HA MySQL Setups
Mark Komarinski
mkomarinski at wayga.org
Tue Oct 9 12:51:44 EDT 2007
On 10/09/2007 10:43 AM, Flaherty, Patrick wrote:
> I'm planning to set up an HA mysql cluster. The database serves as a
> backend to a set of webservers (HW loadbalanced). The DB has light load,
> but when it breaks the site breaks, so I can't really get away with it
> as a single point of failure.
>
> So here were my options:
> http://dev.mysql.com/doc/refman/5.0/en/ha-overview.html
>
> Replication - One master server accepts writes, on write ships it's logs
> to the slave server(s). Async may not be a problem, but seems silly
> there's no flag to wait for the slaves to report a write was successful.

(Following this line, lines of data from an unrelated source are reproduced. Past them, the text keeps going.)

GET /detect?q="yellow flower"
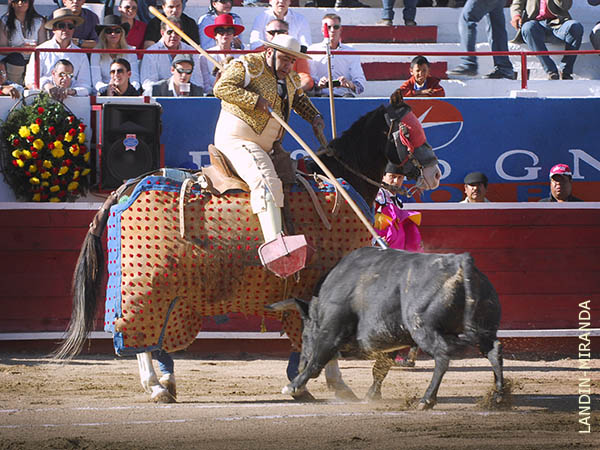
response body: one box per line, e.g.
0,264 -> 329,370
19,125 -> 31,137
50,147 -> 65,159
33,139 -> 44,150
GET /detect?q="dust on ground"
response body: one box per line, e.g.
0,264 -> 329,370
0,352 -> 600,450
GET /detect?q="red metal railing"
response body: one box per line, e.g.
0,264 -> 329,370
0,47 -> 600,89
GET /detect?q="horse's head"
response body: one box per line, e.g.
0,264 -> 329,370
385,90 -> 442,194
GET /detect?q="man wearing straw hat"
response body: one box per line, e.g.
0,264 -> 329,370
213,34 -> 324,270
25,8 -> 92,93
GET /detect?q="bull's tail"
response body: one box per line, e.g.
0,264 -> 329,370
459,253 -> 479,344
52,192 -> 119,359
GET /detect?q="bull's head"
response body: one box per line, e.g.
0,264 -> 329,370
385,89 -> 442,192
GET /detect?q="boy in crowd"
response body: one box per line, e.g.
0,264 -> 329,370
400,56 -> 446,97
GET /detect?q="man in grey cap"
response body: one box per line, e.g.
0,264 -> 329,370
460,172 -> 489,203
145,55 -> 204,97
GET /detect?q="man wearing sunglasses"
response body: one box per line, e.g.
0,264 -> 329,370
25,8 -> 92,93
98,58 -> 140,97
213,34 -> 324,272
42,59 -> 88,102
144,55 -> 204,97
308,13 -> 367,97
140,16 -> 212,93
250,0 -> 312,50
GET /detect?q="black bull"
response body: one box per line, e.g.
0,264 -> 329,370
274,247 -> 503,408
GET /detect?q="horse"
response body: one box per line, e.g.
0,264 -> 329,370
55,95 -> 441,402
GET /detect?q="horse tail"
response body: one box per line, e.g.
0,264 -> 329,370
52,190 -> 120,359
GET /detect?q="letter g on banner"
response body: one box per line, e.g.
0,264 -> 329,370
496,150 -> 542,181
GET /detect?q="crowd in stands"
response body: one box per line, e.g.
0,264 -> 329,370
0,0 -> 600,98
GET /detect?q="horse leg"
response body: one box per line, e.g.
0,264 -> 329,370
367,353 -> 394,401
137,352 -> 175,403
325,358 -> 358,402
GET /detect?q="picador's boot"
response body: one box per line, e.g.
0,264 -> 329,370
258,192 -> 315,278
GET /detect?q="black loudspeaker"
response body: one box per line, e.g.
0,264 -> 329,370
100,103 -> 162,190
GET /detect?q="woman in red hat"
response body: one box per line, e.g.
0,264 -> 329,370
203,14 -> 244,85
198,0 -> 244,50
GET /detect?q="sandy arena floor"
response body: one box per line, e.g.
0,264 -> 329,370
0,353 -> 600,450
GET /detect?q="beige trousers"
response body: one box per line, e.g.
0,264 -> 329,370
215,110 -> 283,214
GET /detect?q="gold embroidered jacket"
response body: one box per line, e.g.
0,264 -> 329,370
213,52 -> 319,134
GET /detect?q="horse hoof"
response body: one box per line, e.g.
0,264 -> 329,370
158,373 -> 177,398
150,385 -> 177,403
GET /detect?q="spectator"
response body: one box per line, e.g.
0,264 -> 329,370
256,19 -> 315,92
144,0 -> 200,48
200,14 -> 244,86
198,0 -> 244,50
588,0 -> 600,50
448,0 -> 517,80
119,0 -> 146,51
144,55 -> 204,97
98,58 -> 140,97
400,56 -> 446,97
90,16 -> 140,91
510,0 -> 583,80
250,0 -> 312,50
460,172 -> 489,203
140,16 -> 211,93
0,0 -> 46,84
0,61 -> 23,99
377,0 -> 417,27
540,164 -> 583,202
308,14 -> 367,97
42,59 -> 89,102
64,0 -> 100,48
25,8 -> 92,93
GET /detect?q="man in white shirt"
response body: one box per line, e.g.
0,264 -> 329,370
250,0 -> 312,50
308,14 -> 367,97
25,8 -> 92,94
140,16 -> 212,93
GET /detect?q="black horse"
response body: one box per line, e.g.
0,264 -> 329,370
57,91 -> 440,400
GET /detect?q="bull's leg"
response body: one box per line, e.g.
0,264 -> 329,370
367,353 -> 395,401
137,352 -> 175,403
325,358 -> 358,402
482,339 -> 504,404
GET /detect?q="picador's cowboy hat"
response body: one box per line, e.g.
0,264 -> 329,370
96,14 -> 129,34
261,34 -> 312,59
204,14 -> 244,39
44,8 -> 85,30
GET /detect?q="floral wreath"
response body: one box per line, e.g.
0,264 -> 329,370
0,93 -> 91,202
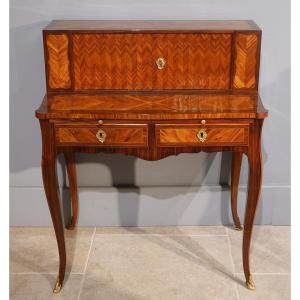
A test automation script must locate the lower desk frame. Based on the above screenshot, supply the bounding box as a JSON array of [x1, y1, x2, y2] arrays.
[[40, 119, 263, 292]]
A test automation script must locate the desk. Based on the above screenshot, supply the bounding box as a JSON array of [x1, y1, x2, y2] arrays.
[[36, 20, 268, 292]]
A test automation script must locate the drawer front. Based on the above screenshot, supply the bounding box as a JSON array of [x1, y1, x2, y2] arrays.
[[72, 33, 231, 90], [55, 124, 148, 147], [156, 124, 249, 147]]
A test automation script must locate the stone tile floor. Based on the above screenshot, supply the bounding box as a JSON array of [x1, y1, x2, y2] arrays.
[[10, 226, 290, 300]]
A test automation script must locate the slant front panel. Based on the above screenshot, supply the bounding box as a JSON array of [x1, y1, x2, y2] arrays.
[[73, 33, 231, 90]]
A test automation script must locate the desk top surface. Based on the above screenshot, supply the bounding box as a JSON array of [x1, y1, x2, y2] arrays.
[[37, 93, 267, 120], [45, 20, 260, 32]]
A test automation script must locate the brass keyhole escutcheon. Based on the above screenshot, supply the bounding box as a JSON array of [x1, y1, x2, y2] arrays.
[[96, 129, 106, 143], [197, 129, 207, 143], [156, 57, 167, 70]]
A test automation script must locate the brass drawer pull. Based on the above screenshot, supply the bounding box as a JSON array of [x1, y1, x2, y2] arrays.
[[197, 129, 207, 143], [96, 129, 106, 143], [156, 57, 167, 70]]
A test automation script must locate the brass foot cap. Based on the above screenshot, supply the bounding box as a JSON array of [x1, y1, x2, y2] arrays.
[[234, 225, 243, 231], [67, 217, 75, 230], [53, 279, 62, 294], [67, 223, 75, 230], [246, 276, 256, 291]]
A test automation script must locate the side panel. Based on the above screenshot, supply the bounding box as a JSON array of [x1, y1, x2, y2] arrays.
[[233, 33, 260, 89], [45, 34, 71, 89]]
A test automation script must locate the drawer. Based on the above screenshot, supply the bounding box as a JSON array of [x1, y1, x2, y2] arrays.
[[72, 33, 231, 90], [55, 124, 148, 147], [156, 124, 249, 147]]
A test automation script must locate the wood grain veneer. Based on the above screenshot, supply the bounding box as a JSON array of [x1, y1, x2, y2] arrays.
[[36, 20, 268, 292], [73, 34, 231, 90], [156, 124, 249, 147], [55, 123, 148, 147], [46, 34, 71, 89], [233, 33, 259, 89]]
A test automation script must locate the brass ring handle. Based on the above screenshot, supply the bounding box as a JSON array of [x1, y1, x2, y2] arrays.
[[197, 129, 207, 143], [96, 129, 106, 143], [156, 57, 167, 70]]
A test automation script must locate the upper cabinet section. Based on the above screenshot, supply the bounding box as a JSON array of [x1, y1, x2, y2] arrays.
[[44, 21, 261, 92]]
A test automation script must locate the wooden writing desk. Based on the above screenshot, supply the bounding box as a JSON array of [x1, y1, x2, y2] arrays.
[[36, 20, 267, 292]]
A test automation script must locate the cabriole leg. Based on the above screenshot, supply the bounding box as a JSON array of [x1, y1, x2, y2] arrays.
[[243, 120, 262, 290], [64, 151, 78, 230], [40, 120, 66, 293], [231, 152, 243, 230]]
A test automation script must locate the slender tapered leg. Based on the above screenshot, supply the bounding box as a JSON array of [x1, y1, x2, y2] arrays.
[[64, 152, 78, 230], [231, 152, 243, 230], [243, 120, 262, 290], [40, 120, 66, 293]]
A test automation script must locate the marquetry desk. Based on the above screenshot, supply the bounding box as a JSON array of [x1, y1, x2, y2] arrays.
[[36, 20, 267, 292]]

> DRBD - Write all data onto a shared network block device. Use heartbeat
> to determine which server should be running mysql which lives on that
> shared block device. Use a cross overcable to prevent strange network
> issues.
> Cluster - Needs at least for nodes. Far to many for this setup.
>
> I think I've settled on the DRBD method. Using a network block device
> and failing back and forth using heartbeat and a floating ip, though log
> shipping seems pretty straightforward.
>
> Does anyone have any positive or negative feedback on any of the
> methods?
>
I'm using DRBD and heartbeat to do HA MySQL. We've just moved our
development databases over and will be moving production in a few weeks.
We went this way over replication (master-master) as I was able to get
replication to break in pretty easy (to me) ways. The easiest was to
fill the disk. Once replication broke, it was really hard to get
everything back in sync.
While DRBD does have some overhead, it's only in writing, and we've got
very fast disk and network between the two systems. In our testing
there's about a 5-30 second failover time between failure of the primary
system and the secondary system picking it up, getting primary of drbd,
mounting and checking the FS, and then starting and checking MySQL.
IIRC, using NDB (Cluster) requires that most of the data reside in
memory. Since we have a 75GB+ database, this isn't really an option for us.